PASTORS NEED TO PRAY WITH COURAGE
Several years ago, I was praying in my living room in Tucson, AZ. My wife and I were only married for a few short years and had two toddlers. The ministry at my church was going great, and both sides of our families were just minutes away. Life was good.
But as I prayed that night, I was led to read Colossians 1:10: “So as to walk in a manner worthy of the Lord, fully pleasing to him, bearing fruit in every good work and increasing in the knowledge of God.” These words from Scripture hit me like a ton of bricks. It was as though God was asking me, “Jason, do you want to walk in a manner worthy of Me? Do you want to bear more fruit for Me? If you do, then step out in faith and move to Charlotte, NC.”
I remember crying out to God and telling Him that I wanted to serve Him and do whatever He called me to do.
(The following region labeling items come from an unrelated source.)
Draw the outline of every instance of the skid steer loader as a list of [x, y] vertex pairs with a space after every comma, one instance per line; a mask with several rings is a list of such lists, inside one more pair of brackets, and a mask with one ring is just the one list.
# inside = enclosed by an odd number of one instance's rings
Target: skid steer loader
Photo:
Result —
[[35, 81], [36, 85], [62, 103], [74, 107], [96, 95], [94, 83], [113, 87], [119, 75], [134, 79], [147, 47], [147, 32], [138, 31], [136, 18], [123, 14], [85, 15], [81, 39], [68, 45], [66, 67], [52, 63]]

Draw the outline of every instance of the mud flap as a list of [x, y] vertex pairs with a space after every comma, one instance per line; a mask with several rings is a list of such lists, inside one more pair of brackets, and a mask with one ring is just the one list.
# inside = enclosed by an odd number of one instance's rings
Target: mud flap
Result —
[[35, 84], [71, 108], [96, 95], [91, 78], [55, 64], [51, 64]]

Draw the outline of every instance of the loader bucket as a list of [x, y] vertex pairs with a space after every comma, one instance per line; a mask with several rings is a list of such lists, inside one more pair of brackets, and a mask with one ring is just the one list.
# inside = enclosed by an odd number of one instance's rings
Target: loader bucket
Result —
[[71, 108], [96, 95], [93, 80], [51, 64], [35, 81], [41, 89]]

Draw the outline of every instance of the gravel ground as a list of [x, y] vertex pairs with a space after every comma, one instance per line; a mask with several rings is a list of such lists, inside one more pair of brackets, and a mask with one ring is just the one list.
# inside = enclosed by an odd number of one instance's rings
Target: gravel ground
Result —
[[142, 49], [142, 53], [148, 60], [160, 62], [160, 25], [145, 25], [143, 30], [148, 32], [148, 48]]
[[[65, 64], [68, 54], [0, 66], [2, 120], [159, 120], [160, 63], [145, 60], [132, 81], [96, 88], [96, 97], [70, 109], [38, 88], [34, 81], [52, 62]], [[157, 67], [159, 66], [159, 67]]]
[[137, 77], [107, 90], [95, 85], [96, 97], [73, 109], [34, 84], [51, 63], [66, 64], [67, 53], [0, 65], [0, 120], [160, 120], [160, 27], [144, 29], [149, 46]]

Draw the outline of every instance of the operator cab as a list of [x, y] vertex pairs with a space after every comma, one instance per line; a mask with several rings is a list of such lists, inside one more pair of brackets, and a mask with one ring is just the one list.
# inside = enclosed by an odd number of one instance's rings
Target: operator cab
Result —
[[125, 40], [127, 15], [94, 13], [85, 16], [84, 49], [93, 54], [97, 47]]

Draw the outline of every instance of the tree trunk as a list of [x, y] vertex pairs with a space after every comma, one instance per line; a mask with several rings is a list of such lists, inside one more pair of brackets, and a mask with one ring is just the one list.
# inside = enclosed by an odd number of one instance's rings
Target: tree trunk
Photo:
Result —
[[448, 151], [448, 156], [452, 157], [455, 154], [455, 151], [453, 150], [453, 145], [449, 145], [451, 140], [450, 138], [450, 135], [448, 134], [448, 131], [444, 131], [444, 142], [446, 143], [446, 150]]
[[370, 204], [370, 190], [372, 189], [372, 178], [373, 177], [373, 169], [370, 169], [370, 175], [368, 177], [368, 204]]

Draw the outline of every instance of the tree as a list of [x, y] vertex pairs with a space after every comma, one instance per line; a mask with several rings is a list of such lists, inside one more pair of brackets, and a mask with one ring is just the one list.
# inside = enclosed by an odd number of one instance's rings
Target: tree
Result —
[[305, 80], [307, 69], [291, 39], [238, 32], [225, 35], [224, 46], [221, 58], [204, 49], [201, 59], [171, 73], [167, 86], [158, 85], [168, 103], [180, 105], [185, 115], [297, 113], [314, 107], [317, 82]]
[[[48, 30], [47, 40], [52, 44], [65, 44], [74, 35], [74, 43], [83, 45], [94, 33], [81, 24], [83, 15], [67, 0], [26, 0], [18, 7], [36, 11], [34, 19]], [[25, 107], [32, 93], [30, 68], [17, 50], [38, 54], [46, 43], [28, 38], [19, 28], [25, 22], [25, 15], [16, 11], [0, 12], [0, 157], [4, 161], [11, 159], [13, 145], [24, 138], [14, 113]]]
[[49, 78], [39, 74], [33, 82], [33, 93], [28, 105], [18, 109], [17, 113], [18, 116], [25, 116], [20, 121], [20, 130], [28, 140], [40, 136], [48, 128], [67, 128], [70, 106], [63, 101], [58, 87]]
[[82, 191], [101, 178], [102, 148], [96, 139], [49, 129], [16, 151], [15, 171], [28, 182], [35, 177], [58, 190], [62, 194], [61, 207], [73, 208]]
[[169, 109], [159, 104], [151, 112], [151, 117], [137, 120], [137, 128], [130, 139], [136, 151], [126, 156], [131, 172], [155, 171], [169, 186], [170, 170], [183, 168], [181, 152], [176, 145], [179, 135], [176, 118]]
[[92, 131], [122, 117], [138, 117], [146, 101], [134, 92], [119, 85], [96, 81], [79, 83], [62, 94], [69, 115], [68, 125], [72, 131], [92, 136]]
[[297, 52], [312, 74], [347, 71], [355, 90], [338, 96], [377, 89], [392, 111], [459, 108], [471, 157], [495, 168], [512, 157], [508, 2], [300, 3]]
The next morning my wife asked me, “Has the Lord spoken to you about moving?” I told her what had happened the night before. She could hear the reluctance in my voice. I proceeded to give all the reasons why we couldn’t move. I have a good job. Our families live here. This is the place I’ve grown up. My wife patiently listened, and then boldly replied, “Honey, I just want you to know my bags are already packed.”
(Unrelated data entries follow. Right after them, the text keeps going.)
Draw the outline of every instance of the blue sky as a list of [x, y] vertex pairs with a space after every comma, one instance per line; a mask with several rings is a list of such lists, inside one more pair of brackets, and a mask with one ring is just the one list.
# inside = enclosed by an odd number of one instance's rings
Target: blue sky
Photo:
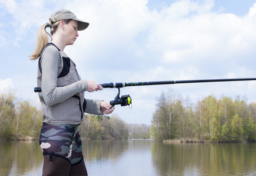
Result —
[[[82, 79], [99, 83], [256, 77], [256, 1], [0, 0], [0, 93], [39, 106], [33, 52], [39, 26], [59, 9], [90, 23], [65, 53]], [[173, 90], [191, 103], [208, 95], [256, 102], [256, 82], [129, 87], [132, 109], [117, 106], [127, 123], [150, 124], [156, 99]], [[117, 90], [86, 93], [113, 100]]]

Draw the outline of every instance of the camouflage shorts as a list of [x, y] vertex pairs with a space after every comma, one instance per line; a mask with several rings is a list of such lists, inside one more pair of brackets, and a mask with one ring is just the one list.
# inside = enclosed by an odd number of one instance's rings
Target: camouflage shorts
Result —
[[78, 125], [49, 125], [44, 123], [39, 137], [39, 144], [44, 155], [61, 157], [71, 164], [83, 160], [82, 141]]

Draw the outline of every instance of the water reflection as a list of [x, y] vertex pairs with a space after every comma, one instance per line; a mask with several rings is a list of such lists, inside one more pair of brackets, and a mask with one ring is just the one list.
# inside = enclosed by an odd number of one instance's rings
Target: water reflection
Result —
[[[83, 141], [89, 175], [256, 175], [256, 144]], [[41, 175], [38, 141], [0, 141], [0, 175]]]
[[37, 141], [0, 141], [0, 175], [38, 175], [42, 165]]
[[255, 175], [255, 144], [151, 145], [158, 175]]

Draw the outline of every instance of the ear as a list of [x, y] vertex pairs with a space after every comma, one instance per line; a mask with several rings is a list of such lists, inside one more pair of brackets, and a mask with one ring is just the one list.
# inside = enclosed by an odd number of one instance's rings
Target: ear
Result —
[[65, 22], [62, 20], [59, 22], [59, 26], [61, 28], [61, 29], [65, 29]]

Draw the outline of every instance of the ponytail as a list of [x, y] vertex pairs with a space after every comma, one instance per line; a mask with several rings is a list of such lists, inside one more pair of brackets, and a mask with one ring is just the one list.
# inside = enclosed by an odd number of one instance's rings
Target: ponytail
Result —
[[[68, 23], [71, 19], [63, 20], [65, 23]], [[38, 33], [37, 34], [36, 44], [35, 46], [35, 50], [34, 53], [29, 56], [30, 60], [36, 60], [40, 56], [41, 53], [44, 48], [48, 43], [48, 36], [51, 38], [51, 40], [52, 40], [52, 36], [57, 29], [58, 26], [60, 21], [54, 22], [52, 21], [49, 21], [49, 23], [45, 23], [42, 25], [40, 28], [39, 28]], [[45, 30], [47, 27], [51, 28], [51, 35]]]
[[51, 39], [52, 36], [49, 33], [46, 31], [45, 29], [47, 27], [46, 24], [42, 25], [38, 30], [37, 34], [36, 44], [35, 46], [35, 50], [33, 53], [29, 56], [30, 60], [36, 60], [40, 56], [41, 52], [44, 48], [46, 46], [48, 43], [48, 36], [49, 36]]

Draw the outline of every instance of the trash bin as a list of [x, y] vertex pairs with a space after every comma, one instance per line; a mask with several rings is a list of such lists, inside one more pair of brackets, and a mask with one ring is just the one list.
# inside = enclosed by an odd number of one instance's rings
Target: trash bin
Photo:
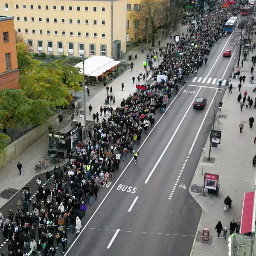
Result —
[[52, 154], [50, 155], [50, 163], [52, 164], [55, 164], [56, 163], [56, 154]]

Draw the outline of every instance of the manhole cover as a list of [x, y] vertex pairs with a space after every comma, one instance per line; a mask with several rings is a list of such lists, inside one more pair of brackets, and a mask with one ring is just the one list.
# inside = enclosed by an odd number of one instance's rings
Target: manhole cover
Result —
[[0, 197], [5, 199], [9, 199], [17, 191], [15, 189], [6, 189], [0, 193]]
[[223, 118], [225, 119], [227, 117], [227, 115], [218, 115], [218, 117], [219, 118]]

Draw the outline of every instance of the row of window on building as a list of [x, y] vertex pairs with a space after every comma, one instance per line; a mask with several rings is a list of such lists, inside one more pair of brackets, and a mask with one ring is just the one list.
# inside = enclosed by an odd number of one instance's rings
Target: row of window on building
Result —
[[[27, 44], [29, 47], [30, 51], [31, 52], [35, 52], [33, 48], [33, 40], [28, 39]], [[63, 42], [57, 41], [57, 47], [55, 47], [57, 51], [54, 52], [53, 42], [52, 41], [47, 41], [46, 48], [44, 47], [44, 42], [42, 40], [37, 40], [37, 51], [38, 53], [42, 52], [45, 52], [48, 54], [58, 54], [61, 55], [64, 54], [64, 44]], [[74, 44], [72, 42], [67, 43], [67, 53], [70, 56], [73, 56], [74, 55]], [[86, 52], [84, 43], [79, 43], [78, 44], [78, 54], [79, 57], [84, 56]], [[91, 55], [96, 54], [96, 45], [95, 44], [89, 44], [89, 52]], [[106, 44], [100, 44], [100, 52], [99, 54], [101, 55], [107, 55], [107, 45]]]
[[[27, 9], [27, 5], [26, 4], [21, 5], [22, 6], [22, 9]], [[36, 7], [35, 6], [35, 9]], [[61, 11], [64, 11], [65, 10], [65, 6], [59, 6], [60, 10]], [[54, 11], [56, 11], [57, 10], [57, 8], [56, 6], [52, 6], [52, 10]], [[15, 9], [19, 9], [20, 6], [16, 4], [15, 4]], [[30, 9], [30, 10], [34, 10], [34, 5], [28, 5], [28, 9]], [[43, 7], [41, 5], [38, 5], [37, 6], [37, 9], [38, 10], [42, 10], [43, 9]], [[89, 12], [89, 8], [88, 6], [84, 6], [84, 10], [85, 12]], [[46, 5], [44, 7], [45, 10], [49, 10], [50, 8], [49, 7], [49, 5]], [[73, 11], [73, 6], [68, 6], [67, 7], [67, 10], [68, 11]], [[81, 8], [80, 6], [76, 6], [76, 8], [74, 8], [74, 10], [76, 10], [78, 12], [79, 12], [81, 10]], [[92, 11], [93, 12], [97, 12], [98, 10], [98, 8], [96, 7], [93, 7], [92, 8]], [[5, 4], [5, 10], [6, 12], [9, 11], [9, 6], [8, 3]], [[106, 12], [106, 8], [105, 7], [101, 7], [101, 11], [103, 12]]]
[[[16, 20], [19, 21], [20, 20], [20, 16], [16, 16]], [[45, 18], [45, 22], [48, 23], [50, 22], [50, 18]], [[23, 20], [24, 21], [28, 21], [28, 17], [23, 17]], [[30, 20], [32, 22], [34, 22], [35, 21], [35, 17], [30, 17]], [[43, 18], [41, 17], [39, 17], [38, 18], [38, 20], [39, 22], [43, 22]], [[66, 20], [64, 18], [61, 19], [61, 23], [65, 23], [66, 22]], [[58, 23], [58, 19], [57, 18], [53, 18], [53, 21], [54, 23]], [[68, 19], [68, 23], [70, 24], [73, 24], [73, 19]], [[76, 20], [76, 24], [81, 24], [82, 21], [80, 19], [77, 19]], [[87, 25], [88, 24], [90, 24], [89, 22], [89, 20], [84, 20], [84, 24]], [[92, 24], [93, 25], [97, 25], [98, 24], [98, 21], [97, 20], [93, 20], [92, 22]], [[102, 25], [106, 25], [106, 21], [105, 20], [101, 20], [100, 24]]]
[[[21, 29], [17, 29], [17, 31], [19, 33], [21, 33], [23, 32], [21, 31]], [[39, 35], [43, 35], [43, 31], [40, 29], [38, 30]], [[24, 29], [24, 32], [26, 34], [28, 34], [29, 33], [29, 29]], [[31, 30], [31, 33], [35, 35], [36, 34], [36, 30], [35, 29], [32, 29]], [[97, 38], [98, 37], [98, 33], [92, 33], [93, 37], [94, 38]], [[46, 31], [46, 34], [47, 35], [51, 35], [51, 31], [50, 30], [47, 30]], [[55, 30], [53, 32], [53, 34], [54, 35], [58, 35], [58, 31], [57, 30]], [[74, 36], [74, 32], [73, 31], [70, 31], [69, 32], [68, 35], [70, 36]], [[61, 35], [63, 36], [66, 35], [66, 31], [61, 31]], [[82, 32], [76, 32], [76, 36], [79, 37], [81, 37], [82, 36]], [[84, 33], [84, 36], [85, 37], [90, 37], [90, 33], [88, 32], [85, 32]], [[101, 33], [101, 37], [102, 38], [106, 38], [106, 34], [105, 33]]]

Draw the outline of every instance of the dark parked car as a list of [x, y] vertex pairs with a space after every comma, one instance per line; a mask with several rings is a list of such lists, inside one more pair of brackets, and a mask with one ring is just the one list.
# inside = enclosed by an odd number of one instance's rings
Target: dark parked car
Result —
[[203, 109], [206, 105], [207, 99], [204, 97], [198, 97], [196, 98], [193, 103], [193, 108], [199, 108]]

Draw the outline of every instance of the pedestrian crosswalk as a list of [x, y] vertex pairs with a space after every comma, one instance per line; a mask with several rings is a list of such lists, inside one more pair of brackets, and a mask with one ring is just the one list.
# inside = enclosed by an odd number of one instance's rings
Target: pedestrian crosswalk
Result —
[[[212, 78], [209, 77], [207, 79], [207, 77], [202, 77], [202, 76], [195, 76], [192, 80], [192, 82], [193, 83], [201, 83], [202, 84], [217, 84], [218, 85], [218, 81], [221, 80], [221, 79], [219, 78]], [[224, 79], [221, 80], [221, 85], [225, 85], [227, 80]]]

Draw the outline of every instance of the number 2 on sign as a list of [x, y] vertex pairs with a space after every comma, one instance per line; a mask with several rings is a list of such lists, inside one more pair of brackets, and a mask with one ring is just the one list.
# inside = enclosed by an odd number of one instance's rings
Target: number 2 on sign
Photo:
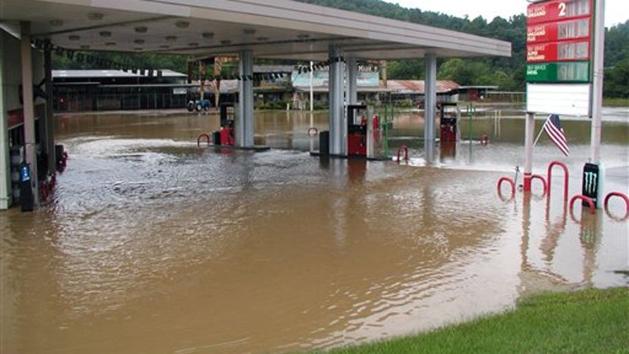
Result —
[[566, 3], [559, 3], [559, 16], [563, 17], [566, 15]]

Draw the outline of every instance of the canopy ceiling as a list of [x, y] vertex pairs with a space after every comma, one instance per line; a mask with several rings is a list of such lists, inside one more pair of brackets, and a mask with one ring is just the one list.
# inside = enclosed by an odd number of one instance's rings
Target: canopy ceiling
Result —
[[322, 60], [510, 56], [510, 43], [288, 0], [2, 0], [0, 21], [64, 48]]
That was the courage I needed to hear! God was pushing me out of my comfort zone, and into a new place where He was about to unleash an abundant harvest.
We said goodbye to our family, friends, and church and moved our family to Charlotte, NC.
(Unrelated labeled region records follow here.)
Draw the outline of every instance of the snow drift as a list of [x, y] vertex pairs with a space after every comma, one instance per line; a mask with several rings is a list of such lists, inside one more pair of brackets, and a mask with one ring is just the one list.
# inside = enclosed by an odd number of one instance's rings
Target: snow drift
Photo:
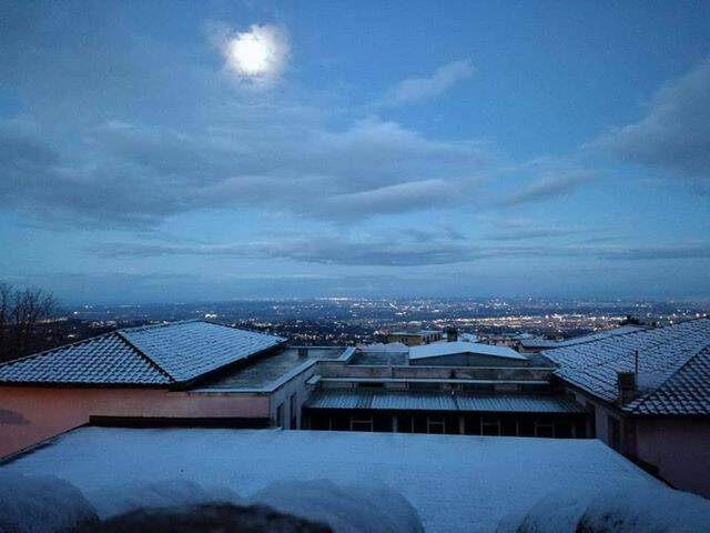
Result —
[[60, 533], [98, 520], [79, 489], [64, 480], [0, 472], [0, 533]]
[[184, 479], [155, 482], [131, 481], [109, 489], [88, 491], [101, 519], [139, 509], [191, 506], [206, 503], [240, 503], [239, 495], [226, 487], [203, 486]]
[[332, 481], [276, 482], [251, 499], [282, 513], [329, 525], [335, 533], [422, 533], [416, 510], [383, 484], [336, 485]]
[[552, 492], [496, 533], [710, 533], [710, 501], [663, 485]]

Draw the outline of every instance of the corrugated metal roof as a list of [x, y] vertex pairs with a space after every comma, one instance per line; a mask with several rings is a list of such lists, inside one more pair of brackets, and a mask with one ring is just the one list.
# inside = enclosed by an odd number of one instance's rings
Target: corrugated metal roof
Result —
[[284, 341], [193, 321], [119, 330], [1, 364], [0, 383], [164, 385]]
[[457, 411], [509, 413], [584, 413], [567, 396], [536, 394], [452, 394], [450, 392], [365, 391], [323, 389], [305, 404], [308, 409], [373, 411]]
[[491, 355], [494, 358], [517, 359], [521, 361], [528, 359], [523, 353], [518, 353], [508, 346], [494, 346], [466, 341], [439, 342], [422, 346], [412, 346], [409, 349], [409, 359], [440, 358], [443, 355], [456, 355], [458, 353]]
[[617, 373], [636, 370], [638, 398], [625, 405], [637, 414], [710, 414], [710, 320], [606, 336], [546, 351], [555, 372], [607, 402], [617, 401]]

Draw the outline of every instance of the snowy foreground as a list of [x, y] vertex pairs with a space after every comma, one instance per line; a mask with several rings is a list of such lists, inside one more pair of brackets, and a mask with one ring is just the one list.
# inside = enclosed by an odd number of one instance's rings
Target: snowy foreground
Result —
[[[361, 486], [365, 489], [355, 502], [372, 506], [375, 513], [393, 514], [393, 526], [410, 521], [408, 511], [415, 519], [418, 513], [432, 533], [495, 532], [499, 524], [506, 531], [510, 516], [524, 515], [537, 502], [541, 502], [538, 511], [549, 511], [529, 520], [545, 520], [548, 512], [564, 511], [556, 496], [545, 501], [550, 493], [569, 499], [594, 487], [616, 494], [618, 503], [625, 499], [619, 487], [637, 495], [666, 491], [591, 440], [274, 430], [88, 428], [0, 467], [3, 473], [67, 480], [100, 516], [131, 510], [151, 497], [160, 503], [164, 487], [173, 486], [176, 493], [207, 487], [212, 494], [221, 491], [225, 499], [266, 502], [310, 517], [306, 507], [314, 499], [322, 501], [329, 494], [337, 506], [338, 500], [345, 500], [338, 487]], [[151, 495], [138, 486], [158, 489]], [[397, 500], [396, 493], [416, 511]], [[168, 500], [173, 496], [169, 494]], [[200, 499], [194, 494], [175, 497]], [[368, 497], [376, 503], [368, 505]], [[572, 514], [580, 513], [576, 502], [565, 503]], [[367, 520], [367, 510], [361, 512], [362, 520]], [[408, 529], [416, 530], [416, 524]], [[373, 525], [369, 531], [387, 530]]]

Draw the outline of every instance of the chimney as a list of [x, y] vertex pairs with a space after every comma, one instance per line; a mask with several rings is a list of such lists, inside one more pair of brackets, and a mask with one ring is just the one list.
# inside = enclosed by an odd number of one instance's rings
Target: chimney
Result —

Modeled in the Old Testament
There is an extraordinary individual in the Old Testament who displayed great courage in his prayers to God. His name is David. Not only was he Israel’s greatest king, but David’s life of prayer has been the single greatest example of all time. In 2 Samuel 7, David is zealous to build God a temple (7:1-3). Upon hearing from Nathan the promises that God would build David a royal house that would usher in His eternal kingdom (vs. 4-17), David received “courage” (vs. 27), and decided to offer a bold prayer to God (vs. 18-26). The word “courage” (Heb., leb), means “a seat of appetites, emotions, and/or passions.” David was so overwhelmed by the power and goodness of God, that he was moved with immense passion to offer the Lord a deep-seated prayer of praise. When God gets a hold of your heart—you too can experience an overwhelming sense of courage like David did.
Modeled in the New Testament
There are some crazy things that happened in the early church. Take, for instance, when Peter and John were going to the temple for a time of prayer. As they entered past the “Beautiful Gate,” a lame man asked them for alms. Peter said to the lame man, “I have no silver and gold, but what I do have I give to you. In the name of Jesus Christ of Nazareth, rise up and walk!” (Ac. 3:6). Peter reached out and took the man’s right hand, and instantly the lame man’s “feet and ankles were made strong.” (vs. 7). No doubt the commotion this miracle stirred up was not something Peter nor John intended for. But it got the religious leaders’ attention.
After delivering a power-packed sermon to the people (3:12-26), the priests, captain of the temple, and the Sadducees, had Peter and John arrested. The next day Peter and John were strictly forbidden to share Jesus and threatened that if they did, they would receive harsh punishment. After Peter and John were released, they reported to their friends what God had done. The news of hearing how God used Peter to heal a lame man, preach a message that resulted in 5,000 men coming to Christ, and boldly standing against persecution, caused many to give thanks to God. But that wasn’t all. To the early believers, what had just occurred was only the beginning. Notice the courageous prayer they offered to the Lord: “Do whatever your hand and your plan had predestined to take place. And now, Lord, look upon their threats and grant to your servants to continue to speak your word with all boldness, while you stretch out your hand to heal, and signs and wonders are performed through the name of your holy servant Jesus” (Ac. 4:28-30).
This is the kind of confidence pastors need to have in prayer before God. No matter what the challenges may be or the series of threats a pastor may receive, praying that God will continue to use you to speak boldly the gospel is a courageous prayer.
Modeled in Your Life—Personal Focus
As you are well aware, the Bible commands that you come to the throne of grace with great confidence (Heb. 4:16). And so as you do, remember the remaining part of the verse that gives the promise that you will receive mercy and find grace to help in time of need. Take this time and confidently seek God for more courage and boldness in your faith walk.
Modeled in Your Home—Parental Focus
Paul tells Christians to pray for courage (Ephesians 6:19-20). As the spiritual leader in your home, take this opportunity to pray that your wife and children will become more courageous in the Lord.
Modeled in Your Church—Pastoral Focus
Pray that your church will pattern their prayers to be more bold and courageous like the early church in Acts 4:23-31.